Soy un mal lector, o al menos soy muy malo recordando lo que leo. Trataré de recordar juntos dos libros que he leído.

Sé que me senté a leer la autobiografía de Carrie Fisher poco después de su muerte; mi registro de Goodreads me ayuda y me dice que leí el libro en enero de 2017, al mes siguiente de que muriera la actriz, guionista y escritora. Recuerdo que lo busqué en la biblioteca (no lo tenemos, ni ninguno de sus libros) y compré en Amazon el libro en papel. Supongo que vendieron todos los ejemplares disponibles y los repartieron por el planeta; creo que puedo considerarme afortunado por haber conseguido el mío en las primeras semanas.

Queremos tanto a Carrie.

Carrie Fisher escribió este libro autobiográfico a partir de los textos que ella misma preparó para su espectáculo (un monólogo) del mismo título que representó en Broadway; a partir del monólogo surge además una película emitida por HBO, vendida en DVD y que hoy se puede ver en alguna cadena de vídeo por suscripción. Todo se pudo comprar al mismo tiempo: las entradas para el espectáculo en los teatros, el libro y la película, y eso es un posible resumen de la vida de Carrie Fisher, siempre expuesta, como en un escaparate, como si estuviera en venta.
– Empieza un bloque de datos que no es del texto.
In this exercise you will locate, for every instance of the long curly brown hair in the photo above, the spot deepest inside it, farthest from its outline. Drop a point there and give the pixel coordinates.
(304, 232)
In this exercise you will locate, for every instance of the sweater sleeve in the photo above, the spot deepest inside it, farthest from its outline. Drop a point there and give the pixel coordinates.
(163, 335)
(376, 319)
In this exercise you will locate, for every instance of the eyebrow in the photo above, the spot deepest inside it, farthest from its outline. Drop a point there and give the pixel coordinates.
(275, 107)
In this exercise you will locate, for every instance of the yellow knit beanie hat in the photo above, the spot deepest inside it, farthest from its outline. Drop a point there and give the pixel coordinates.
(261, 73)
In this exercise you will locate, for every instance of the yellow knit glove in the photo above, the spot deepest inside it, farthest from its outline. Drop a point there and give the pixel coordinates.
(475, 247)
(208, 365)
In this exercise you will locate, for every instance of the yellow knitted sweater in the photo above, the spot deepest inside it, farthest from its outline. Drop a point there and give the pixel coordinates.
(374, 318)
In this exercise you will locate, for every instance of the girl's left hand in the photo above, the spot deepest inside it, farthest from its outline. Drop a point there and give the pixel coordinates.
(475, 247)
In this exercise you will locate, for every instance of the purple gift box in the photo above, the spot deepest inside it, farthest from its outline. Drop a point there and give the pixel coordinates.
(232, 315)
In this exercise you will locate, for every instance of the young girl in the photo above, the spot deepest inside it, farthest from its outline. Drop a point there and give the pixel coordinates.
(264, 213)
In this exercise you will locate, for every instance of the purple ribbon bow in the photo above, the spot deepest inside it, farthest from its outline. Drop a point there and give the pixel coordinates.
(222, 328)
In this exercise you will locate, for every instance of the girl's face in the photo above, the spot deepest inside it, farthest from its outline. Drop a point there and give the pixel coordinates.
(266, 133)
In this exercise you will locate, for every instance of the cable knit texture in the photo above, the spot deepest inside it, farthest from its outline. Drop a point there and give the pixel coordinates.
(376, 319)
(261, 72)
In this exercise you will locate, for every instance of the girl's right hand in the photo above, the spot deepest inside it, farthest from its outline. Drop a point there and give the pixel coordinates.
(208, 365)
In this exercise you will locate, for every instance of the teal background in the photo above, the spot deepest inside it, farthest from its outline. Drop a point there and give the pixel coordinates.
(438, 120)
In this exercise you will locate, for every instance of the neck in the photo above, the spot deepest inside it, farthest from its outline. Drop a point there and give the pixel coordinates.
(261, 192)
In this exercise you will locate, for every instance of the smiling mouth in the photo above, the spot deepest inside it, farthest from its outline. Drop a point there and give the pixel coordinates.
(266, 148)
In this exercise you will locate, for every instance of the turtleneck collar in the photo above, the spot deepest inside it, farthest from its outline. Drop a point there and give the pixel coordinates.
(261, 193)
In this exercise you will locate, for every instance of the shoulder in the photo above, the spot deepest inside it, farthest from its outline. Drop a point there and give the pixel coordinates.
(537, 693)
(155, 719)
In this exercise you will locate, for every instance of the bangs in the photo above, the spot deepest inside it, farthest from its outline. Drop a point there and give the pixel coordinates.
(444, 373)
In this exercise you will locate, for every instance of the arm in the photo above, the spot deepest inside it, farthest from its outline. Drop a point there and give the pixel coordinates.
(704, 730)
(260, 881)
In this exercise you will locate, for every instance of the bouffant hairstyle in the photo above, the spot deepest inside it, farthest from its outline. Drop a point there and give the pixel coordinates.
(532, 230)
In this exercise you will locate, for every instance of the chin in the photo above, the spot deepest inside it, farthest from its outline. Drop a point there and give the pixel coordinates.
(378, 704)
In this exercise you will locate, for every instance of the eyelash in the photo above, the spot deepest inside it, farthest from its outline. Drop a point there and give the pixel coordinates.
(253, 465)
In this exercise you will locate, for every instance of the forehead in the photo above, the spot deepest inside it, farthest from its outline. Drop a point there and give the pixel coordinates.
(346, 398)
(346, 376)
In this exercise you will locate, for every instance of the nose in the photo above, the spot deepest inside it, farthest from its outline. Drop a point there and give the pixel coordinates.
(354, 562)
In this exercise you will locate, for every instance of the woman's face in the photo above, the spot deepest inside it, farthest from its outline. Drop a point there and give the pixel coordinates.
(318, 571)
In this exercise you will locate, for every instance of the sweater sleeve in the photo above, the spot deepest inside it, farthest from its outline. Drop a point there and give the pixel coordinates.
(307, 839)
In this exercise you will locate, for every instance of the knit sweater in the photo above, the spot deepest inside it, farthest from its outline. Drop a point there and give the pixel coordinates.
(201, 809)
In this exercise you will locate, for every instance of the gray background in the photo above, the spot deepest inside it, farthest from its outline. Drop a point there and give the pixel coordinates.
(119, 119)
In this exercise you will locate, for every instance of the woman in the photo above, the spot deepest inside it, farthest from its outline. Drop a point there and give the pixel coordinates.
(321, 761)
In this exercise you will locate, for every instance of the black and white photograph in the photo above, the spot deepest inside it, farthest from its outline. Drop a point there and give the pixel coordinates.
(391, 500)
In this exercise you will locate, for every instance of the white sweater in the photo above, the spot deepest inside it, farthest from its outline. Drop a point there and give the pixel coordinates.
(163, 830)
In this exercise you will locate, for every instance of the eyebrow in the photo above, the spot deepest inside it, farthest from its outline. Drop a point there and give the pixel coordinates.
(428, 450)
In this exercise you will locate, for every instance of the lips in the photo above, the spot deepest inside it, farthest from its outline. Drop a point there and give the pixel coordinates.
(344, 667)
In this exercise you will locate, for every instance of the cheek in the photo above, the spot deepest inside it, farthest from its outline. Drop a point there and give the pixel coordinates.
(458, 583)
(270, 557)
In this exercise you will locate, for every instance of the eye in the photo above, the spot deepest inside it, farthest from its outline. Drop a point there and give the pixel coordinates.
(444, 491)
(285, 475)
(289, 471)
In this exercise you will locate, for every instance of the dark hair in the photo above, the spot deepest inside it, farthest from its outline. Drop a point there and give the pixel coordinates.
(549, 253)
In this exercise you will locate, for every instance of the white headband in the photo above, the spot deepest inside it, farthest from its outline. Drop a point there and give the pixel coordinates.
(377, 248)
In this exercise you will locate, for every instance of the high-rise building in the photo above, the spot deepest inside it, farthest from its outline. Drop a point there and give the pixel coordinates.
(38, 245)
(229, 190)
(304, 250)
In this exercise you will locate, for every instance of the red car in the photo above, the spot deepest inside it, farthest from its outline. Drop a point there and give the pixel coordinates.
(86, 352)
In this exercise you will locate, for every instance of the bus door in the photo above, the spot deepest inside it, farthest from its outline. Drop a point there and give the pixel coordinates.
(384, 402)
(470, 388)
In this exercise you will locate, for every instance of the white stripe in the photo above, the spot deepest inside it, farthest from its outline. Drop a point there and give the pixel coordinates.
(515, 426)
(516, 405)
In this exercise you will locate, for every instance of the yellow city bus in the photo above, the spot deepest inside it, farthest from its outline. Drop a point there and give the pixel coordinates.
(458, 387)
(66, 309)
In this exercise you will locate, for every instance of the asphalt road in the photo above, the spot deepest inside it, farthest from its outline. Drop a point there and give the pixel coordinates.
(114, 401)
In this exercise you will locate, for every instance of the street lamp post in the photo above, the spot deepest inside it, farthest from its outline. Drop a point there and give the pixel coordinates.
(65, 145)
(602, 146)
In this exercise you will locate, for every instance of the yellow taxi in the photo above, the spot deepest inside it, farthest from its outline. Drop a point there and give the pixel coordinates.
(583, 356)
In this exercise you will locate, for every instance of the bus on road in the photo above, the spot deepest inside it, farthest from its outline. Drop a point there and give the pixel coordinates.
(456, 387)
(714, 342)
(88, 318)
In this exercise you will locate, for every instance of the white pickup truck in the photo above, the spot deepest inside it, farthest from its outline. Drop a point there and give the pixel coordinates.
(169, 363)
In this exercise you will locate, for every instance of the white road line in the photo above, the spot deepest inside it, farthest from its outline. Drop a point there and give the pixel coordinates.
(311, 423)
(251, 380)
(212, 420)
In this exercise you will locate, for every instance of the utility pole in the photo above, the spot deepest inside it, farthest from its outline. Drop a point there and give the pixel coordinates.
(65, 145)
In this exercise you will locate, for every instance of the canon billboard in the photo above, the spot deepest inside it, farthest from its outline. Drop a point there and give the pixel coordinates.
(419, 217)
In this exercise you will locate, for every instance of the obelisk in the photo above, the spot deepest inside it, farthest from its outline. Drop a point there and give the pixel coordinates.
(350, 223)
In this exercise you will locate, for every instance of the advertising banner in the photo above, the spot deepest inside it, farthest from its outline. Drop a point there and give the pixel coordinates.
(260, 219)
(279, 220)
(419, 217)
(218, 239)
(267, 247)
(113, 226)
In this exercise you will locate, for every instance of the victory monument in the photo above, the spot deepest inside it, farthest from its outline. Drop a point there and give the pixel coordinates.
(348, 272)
El hecho, además, de que después de muerta se haya seguido usando su imagen (escenas pregrabadas e imágenes virtuales creadas casi como si fueran dibujos animados) en las nuevas películas de la saga Star Wars, pincha sobre la misma herida que la actriz y escritora nos cuenta durante todo su libro: ella fue siempre un producto.

La protagonista de la primera trilogía de la saga Star Wars (La guerra de las galaxias 1977, El imperio contraataca 1980 y El retorno del Jedi 1983) comienza y acaba su libro riéndose de sí misma en un tono de cruel sarcasmo, y tras dejarse por los suelos (en el teatro, literalmente) inicia una crónica de su infancia y juventud, en la que su madre -actriz famosa- y su padre -famoso cantante- acaban también descabezados, como descabezados quedan los galanes de estas películas –Harrison Ford especialmente- el creador de la saga George Lucas -al que se somete a una precuela del #MeToo- sus ex novios y ex maridos –Paul Simon recibe también lo suyo. No vayan a creer con esto que este libro es un ajuste de cuentas acusatorio al estilo de una confesión de famosa venida a menos en un programa televisivo; más bien lo veo como un psicoanálisis a cielo abierto, repleto de frases lapidarias, de incisivas reflexiones, y de impresiones sobre la vida de una chica rica y famosa, alcohólica y drogadicta, en una ciudad de Los Angeles donde se venden todos los pecados. Comencé el libro queriendo a Carrie, la princesa Leia Organa que debe ser salvada de los malos, y acabé el libro queriendo a Carrie, una mujer sola alzando su voz en un escenario en un tono quijotesco, ella sola salvando a los malos y a los buenos.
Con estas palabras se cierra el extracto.